One example he gives is when his dad had two consecutive cardiac arrests. “I found that incredibly tough but we have a tiny family and I had to be there for my mum at a time when my own relationship had started to near its end,” says Mark.
“Oscar was my only outlet. Dogs are great at knowing when you have emotional needs.”
‘I have regained my independence.’
For some people, dogs can be a lifeline. Talya Hambling, 19, lives with a range of medical conditions including Ehlers Danlos Syndrome (EDS). As such, she requires support from her loyal Golden Doodle called Coby, who was trained through the charity Dog A.I.D.
Talya lives with chronic pain and suffers from blackouts, hot flashes, shakes, loss of vision and heart palpitations. As such she relies on her dog to bring her medication, find her phone, fetch water and pick up any items she might drop (so her dizziness isn’t exacerbated by leaning down).
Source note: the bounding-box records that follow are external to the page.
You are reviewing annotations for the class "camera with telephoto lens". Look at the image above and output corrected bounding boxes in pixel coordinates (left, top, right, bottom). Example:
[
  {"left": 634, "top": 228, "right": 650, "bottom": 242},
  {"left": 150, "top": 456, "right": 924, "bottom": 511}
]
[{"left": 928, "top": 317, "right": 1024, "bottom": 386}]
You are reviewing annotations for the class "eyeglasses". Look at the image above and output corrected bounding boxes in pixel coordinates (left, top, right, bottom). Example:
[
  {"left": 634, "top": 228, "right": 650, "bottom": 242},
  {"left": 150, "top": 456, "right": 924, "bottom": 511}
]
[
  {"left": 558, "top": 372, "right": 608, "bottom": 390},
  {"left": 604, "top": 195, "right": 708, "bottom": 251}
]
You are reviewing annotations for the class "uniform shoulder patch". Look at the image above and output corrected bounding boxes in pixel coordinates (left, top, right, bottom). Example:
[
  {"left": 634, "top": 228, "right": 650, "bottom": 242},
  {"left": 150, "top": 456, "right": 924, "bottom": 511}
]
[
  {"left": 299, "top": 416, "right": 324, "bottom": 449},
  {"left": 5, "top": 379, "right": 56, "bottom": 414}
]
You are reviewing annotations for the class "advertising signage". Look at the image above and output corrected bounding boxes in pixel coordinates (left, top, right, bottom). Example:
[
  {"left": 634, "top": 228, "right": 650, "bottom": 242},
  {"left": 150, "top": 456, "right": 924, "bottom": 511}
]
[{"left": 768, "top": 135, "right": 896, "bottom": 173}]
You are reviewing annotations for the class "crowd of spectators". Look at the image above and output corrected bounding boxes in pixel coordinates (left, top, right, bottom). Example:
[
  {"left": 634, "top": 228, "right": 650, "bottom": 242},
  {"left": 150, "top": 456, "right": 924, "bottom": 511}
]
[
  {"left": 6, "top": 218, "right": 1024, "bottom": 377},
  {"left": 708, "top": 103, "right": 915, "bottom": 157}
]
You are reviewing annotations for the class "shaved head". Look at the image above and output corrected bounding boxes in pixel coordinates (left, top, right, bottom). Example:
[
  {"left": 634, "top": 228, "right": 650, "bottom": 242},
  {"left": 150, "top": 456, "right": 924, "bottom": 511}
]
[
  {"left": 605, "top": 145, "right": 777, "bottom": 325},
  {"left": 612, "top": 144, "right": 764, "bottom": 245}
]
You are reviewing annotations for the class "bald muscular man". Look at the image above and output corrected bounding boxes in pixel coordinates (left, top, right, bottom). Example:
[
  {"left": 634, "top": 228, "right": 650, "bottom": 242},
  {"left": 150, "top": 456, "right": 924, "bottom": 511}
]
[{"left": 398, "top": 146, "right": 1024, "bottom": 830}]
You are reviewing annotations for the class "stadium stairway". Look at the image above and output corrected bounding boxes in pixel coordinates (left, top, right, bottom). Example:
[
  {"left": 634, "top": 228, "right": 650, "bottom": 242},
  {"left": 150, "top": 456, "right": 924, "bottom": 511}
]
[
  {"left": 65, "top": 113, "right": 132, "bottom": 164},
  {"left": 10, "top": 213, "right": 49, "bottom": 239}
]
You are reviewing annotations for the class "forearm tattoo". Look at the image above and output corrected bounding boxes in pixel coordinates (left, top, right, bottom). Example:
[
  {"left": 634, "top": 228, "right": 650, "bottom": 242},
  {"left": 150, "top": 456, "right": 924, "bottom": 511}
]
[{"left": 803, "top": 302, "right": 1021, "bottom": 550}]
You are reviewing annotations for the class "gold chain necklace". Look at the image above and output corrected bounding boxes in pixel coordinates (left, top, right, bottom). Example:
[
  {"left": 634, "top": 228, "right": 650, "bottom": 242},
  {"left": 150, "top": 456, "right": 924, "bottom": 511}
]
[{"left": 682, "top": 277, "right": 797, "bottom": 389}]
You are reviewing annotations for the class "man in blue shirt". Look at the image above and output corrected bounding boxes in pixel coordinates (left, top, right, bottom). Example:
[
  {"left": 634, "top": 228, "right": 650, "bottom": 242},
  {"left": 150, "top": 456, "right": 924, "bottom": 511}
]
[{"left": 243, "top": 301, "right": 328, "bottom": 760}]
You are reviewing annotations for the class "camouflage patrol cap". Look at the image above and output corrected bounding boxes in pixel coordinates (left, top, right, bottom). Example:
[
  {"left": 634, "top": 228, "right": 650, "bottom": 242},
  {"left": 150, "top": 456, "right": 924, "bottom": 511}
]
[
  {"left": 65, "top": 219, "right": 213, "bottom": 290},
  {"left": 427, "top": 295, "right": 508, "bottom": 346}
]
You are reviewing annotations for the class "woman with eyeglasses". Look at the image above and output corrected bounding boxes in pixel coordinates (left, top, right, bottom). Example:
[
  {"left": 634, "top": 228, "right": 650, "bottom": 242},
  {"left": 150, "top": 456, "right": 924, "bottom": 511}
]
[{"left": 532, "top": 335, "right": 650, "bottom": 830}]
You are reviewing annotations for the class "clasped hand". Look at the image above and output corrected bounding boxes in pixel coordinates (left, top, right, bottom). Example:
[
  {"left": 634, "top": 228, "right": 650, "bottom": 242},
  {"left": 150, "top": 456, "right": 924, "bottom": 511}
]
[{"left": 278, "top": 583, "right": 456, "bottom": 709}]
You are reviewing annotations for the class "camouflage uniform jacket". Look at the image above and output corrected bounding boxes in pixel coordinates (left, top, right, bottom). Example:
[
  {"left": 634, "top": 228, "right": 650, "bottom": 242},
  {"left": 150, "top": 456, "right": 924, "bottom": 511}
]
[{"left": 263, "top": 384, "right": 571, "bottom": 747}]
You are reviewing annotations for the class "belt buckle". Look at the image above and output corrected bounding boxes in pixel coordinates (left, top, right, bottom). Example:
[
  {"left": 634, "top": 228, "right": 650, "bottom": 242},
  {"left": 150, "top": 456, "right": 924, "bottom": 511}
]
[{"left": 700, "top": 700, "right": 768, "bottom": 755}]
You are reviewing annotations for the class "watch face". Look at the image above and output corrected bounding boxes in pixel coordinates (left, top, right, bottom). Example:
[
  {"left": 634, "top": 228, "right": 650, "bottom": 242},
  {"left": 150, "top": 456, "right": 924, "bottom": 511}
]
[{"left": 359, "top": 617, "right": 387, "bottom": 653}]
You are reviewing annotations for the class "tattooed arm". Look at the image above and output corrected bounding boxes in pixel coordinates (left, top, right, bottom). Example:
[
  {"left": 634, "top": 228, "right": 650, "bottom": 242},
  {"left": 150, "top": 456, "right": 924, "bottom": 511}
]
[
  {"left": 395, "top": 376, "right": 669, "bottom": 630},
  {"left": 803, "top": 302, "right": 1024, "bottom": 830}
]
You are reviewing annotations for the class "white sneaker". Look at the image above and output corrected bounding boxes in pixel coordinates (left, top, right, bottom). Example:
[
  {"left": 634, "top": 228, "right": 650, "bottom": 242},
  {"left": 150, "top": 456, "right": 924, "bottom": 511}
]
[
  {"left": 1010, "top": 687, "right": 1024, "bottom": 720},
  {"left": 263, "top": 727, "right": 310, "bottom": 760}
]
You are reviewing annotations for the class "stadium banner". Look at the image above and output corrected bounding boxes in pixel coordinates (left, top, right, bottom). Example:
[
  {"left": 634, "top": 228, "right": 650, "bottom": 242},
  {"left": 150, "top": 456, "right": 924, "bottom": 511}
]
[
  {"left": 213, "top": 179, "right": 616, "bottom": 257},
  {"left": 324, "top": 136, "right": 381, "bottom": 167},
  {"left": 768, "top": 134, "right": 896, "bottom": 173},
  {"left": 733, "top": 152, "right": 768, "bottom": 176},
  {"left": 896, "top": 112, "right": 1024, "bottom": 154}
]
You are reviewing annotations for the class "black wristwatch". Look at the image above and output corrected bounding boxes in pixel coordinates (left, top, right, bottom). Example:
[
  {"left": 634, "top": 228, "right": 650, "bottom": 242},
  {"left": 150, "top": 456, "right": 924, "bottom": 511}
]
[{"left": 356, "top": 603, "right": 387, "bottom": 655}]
“The difference I have felt since having Coby in my life is incredible,” she says. “I’m so much more confident going out alone now and no longer feel the need to rely on others just to leave the house.
“I am far happier, less anxious and truly feel I have regained my independence because Coby is there to not only calm me down but to help me physically as well.”
‘A morning walk with him does wonders for my mindset.’
For some, having a dog has been life-changing – not just on a personal level, but also for their relationships with others. Jasmine Granton struggles with anxiety and depression.
She would struggle when her partner was away with work or social events, she reflects: “It actually made me hold him back from doing things as I couldn’t face being alone for long periods.”
But since adopting her 12-year-old staffie Tai, she says she feels so much happier – even when alone.
“He’s comforting, funny and picks my mood up when I’m low,” Jasmine says. “He knows when I’m sad, I’m sure of that, and always pops his head on my leg when I’m sobbing about something or other.”
He also gives her a sense of purpose, she notes, as she can’t just stay in bed. “He needs me, he needs his walk, he needs his food,” she says. “I have no choice but to be active... and a morning walk with him does wonders for my mindset.
“It’s hard to explain how much he’s done for me. I love him more than anything in the world.”
‘He’s given me a reason to get out of bed.’
At the end of 2017, Yasmin Thomas’s life turned upside down when her boyfriend and grandfather passed away within weeks of one another.
“As you can imagine it was quite a depressing time,” she says. Being an only child, her mum persuaded her to get a dog for company and comfort – so she adopted Ziggy from Battersea Dogs Home.
“I’ve been trying to get a graduate job and unfortunately haven’t been successful,” says the 24-year-old from Hackney, London. “Ziggy has been very therapeutic for me to have around through my grief and search for a job.
“He’s literally given me a reason to get out of bed some days.”